Desk editor's note, referee report, simulated authors' rebuttal, and a circularity audit. Tearing a paper down is the easy half of reading it; the pith above is the substance, this is the friction.

Desk Editor's Note private letter to a colleague

DetailCLIP patches high-res images and fuses CLIP features under class-prompt supervision to keep small-object details, but that supervision gives no direct signal for preserving scale-specific information.

read the letter

The core idea is to take a high-resolution image, break it into patches via their Complete Cover method so nothing gets missed at different scales, run each patch through CLIP, then train a fusion network to collapse those features into one vector that still lives in the original CLIP space. They target remote-sensing retrieval where ships or vehicles can be tiny, and they add the CLVER-DS synthetic dataset with controllable scales for testing. Code is released, which helps.

Referee Report

3 major / 2 minor

Summary. The manuscript proposes DetailCLIP to produce a single CLIP-compatible feature vector from high-resolution images that retains fine details across scales. It extracts patch features via a Complete Cover method, fuses them with a learned model, and trains under weak supervision from image-agnostic class text prompts. The framework targets remote-sensing retrieval of small objects and is evaluated on real-world data plus a new controllable-scale synthetic dataset (CLVER-DS); code is released publicly.
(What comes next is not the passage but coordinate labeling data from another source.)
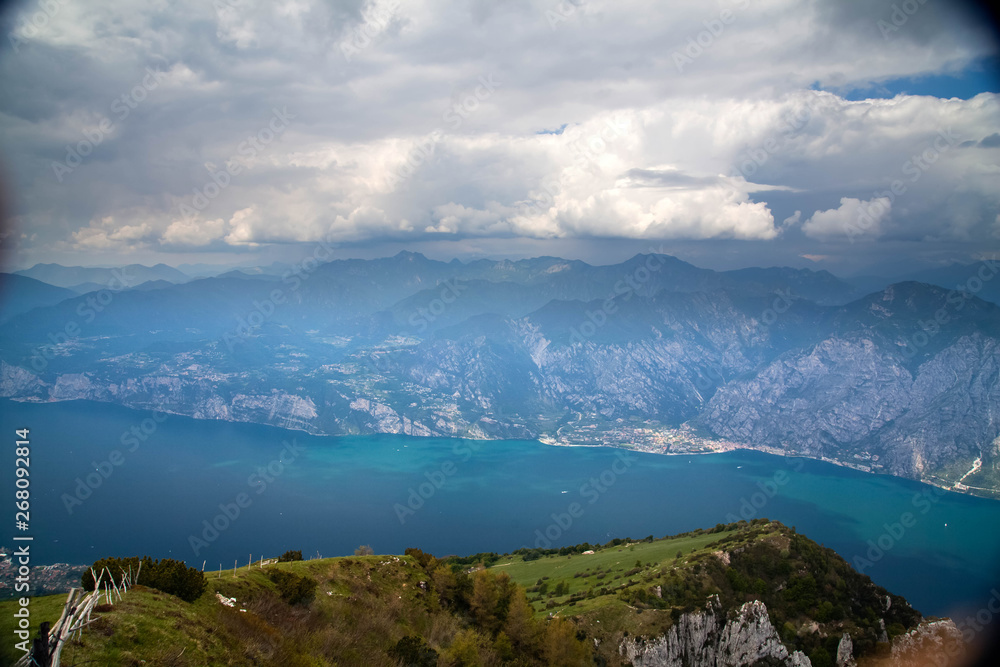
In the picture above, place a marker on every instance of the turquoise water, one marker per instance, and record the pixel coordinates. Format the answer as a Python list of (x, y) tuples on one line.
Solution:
[(457, 497)]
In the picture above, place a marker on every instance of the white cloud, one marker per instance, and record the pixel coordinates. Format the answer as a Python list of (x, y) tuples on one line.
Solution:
[(714, 152), (853, 218), (193, 232)]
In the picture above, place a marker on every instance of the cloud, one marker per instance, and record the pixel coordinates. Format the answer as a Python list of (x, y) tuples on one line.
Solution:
[(193, 233), (374, 153), (853, 218)]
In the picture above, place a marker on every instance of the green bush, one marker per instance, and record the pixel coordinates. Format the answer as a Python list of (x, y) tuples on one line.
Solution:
[(293, 588), (414, 652), (170, 576)]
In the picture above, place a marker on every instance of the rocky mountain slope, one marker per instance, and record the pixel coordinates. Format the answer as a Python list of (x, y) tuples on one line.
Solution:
[(736, 595)]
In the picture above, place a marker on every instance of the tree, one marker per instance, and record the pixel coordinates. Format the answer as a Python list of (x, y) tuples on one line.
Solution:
[(484, 601), (293, 588), (561, 646), (414, 651)]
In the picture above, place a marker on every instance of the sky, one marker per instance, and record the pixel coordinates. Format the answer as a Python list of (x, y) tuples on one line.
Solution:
[(858, 136)]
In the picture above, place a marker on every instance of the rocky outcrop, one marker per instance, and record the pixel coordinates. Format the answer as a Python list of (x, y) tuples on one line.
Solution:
[(709, 639), (845, 652), (930, 644)]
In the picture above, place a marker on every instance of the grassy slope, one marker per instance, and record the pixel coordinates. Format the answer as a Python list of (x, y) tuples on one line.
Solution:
[(164, 630), (612, 562), (364, 605)]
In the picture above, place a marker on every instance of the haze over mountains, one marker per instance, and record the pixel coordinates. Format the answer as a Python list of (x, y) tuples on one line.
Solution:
[(904, 380)]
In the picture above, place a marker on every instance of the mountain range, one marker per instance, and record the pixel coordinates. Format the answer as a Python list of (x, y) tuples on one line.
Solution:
[(652, 353)]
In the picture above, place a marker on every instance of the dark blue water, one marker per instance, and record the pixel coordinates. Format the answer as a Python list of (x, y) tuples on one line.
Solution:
[(330, 495)]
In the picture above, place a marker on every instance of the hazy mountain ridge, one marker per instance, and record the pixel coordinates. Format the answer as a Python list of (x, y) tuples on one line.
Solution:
[(904, 381)]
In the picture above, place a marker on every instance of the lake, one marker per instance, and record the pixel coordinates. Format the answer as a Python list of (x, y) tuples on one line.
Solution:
[(108, 480)]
Significance. If the central claim holds, the work would allow detail-preserving retrieval inside the original CLIP space without retraining the vision encoder, which is practically useful for high-resolution remote-sensing tasks. Public code and the introduction of CLVER-DS are concrete strengths that aid reproducibility.

major comments (3)

[Method / training procedure] The training objective (described in the method section) uses only image-agnostic class prompts as supervision. Because the prompt is identical for every patch and every scale, the loss supplies no explicit signal that distinguishes fine-grained or scale-specific content; the fusion network can therefore satisfy the class-level retrieval metric while discarding the very details the paper claims to retain.
[Experiments / CLVER-DS evaluation] Evaluation relies on class-prompted retrieval metrics. To support the claim that scale-specific details are preserved, the experiments must demonstrate gains on queries or annotations that require fine-grained information (e.g., object size, count, or spatial relations) rather than class identity alone; the current protocol does not isolate this property.
[Abstract and §4] No quantitative numbers (recall@K, mAP, etc.) or baseline comparisons appear in the abstract, and the strength of the reported improvements cannot be assessed without the specific tables or figures that would allow effect-size evaluation.

minor comments (2)

[Abstract] Abstract contains the typo 'CILP' (should be 'CLIP').
[Abstract and dataset description] Dataset name alternates between 'CLEVR-like' and 'CLVER-DS'; consistent nomenclature would improve clarity.

Simulated Author's Rebuttal

3 responses · 0 unresolved

We thank the referee for the constructive feedback. We address each major comment below and indicate where the manuscript will be revised.

read point-by-point responses

Referee: [Method / training procedure] The training objective (described in the method section) uses only image-agnostic class prompts as supervision. Because the prompt is identical for every patch and every scale, the loss supplies no explicit signal that distinguishes fine-grained or scale-specific content; the fusion network can therefore satisfy the class-level retrieval metric while discarding the very details the paper claims to retain.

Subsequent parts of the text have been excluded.